José Prada estranha que Cafôfo só tenha “acordado agora” para o problema da TAP

O secretário-geral do PSD-Madeira, José Prada reagiu ao comentário feito por Paulo Cafôfo a propósito da TAP.

“Entre a ignorância e a demagogia, o candidato do Partido Socialista navega sem rumo e dispara em todas as direções, sem, todavia, acertar num tiro que seja.

Senão vejamos. Onde é que estava o suposto candidato quando, no ano passado e de forma praticamente unânime, todos os madeirenses se associaram aos protestos contra a TAP que, também por parte do Governo Regional, se fizeram sentir a vários níveis e com grande intensidade?

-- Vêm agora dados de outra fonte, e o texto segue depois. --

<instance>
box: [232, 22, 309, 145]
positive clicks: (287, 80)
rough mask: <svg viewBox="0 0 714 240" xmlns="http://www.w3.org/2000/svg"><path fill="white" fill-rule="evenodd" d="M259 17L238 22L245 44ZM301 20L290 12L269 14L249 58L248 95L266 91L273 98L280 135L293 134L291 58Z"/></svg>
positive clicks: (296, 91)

Onde é que estava quando se instalou a Comissão de Inquérito Parlamentar para, precisamente, apurar responsabilidades?

Onde é que estava quando o Administrador da TAP que é madeirense – e também socialista – foi ouvido e negou quaisquer problemas?

Onde é que estava quando o Estado Português – que é da sua cor partidária e que detém a maioria do capital desta empresa – também sacudiu a água do capote?

Não me diga que só acordou agora. Ou melhor, que quase um ano depois das ocorrências que a TAP provocou a mais de 10 mil passageiros, nas suas deslocações à Madeira, é que caiu em si.

Ou será que só se lembrou de falar nisso ou de mostrar-se solidário porque sentiu na pele o problema?

E ainda vai mais longe quando usa o Plano de Contingência – que é da competência da ANA – para atacar o Governo Regional, quando foi o Governo Regional que insistiu, desde o primeiro momento, na sua criação.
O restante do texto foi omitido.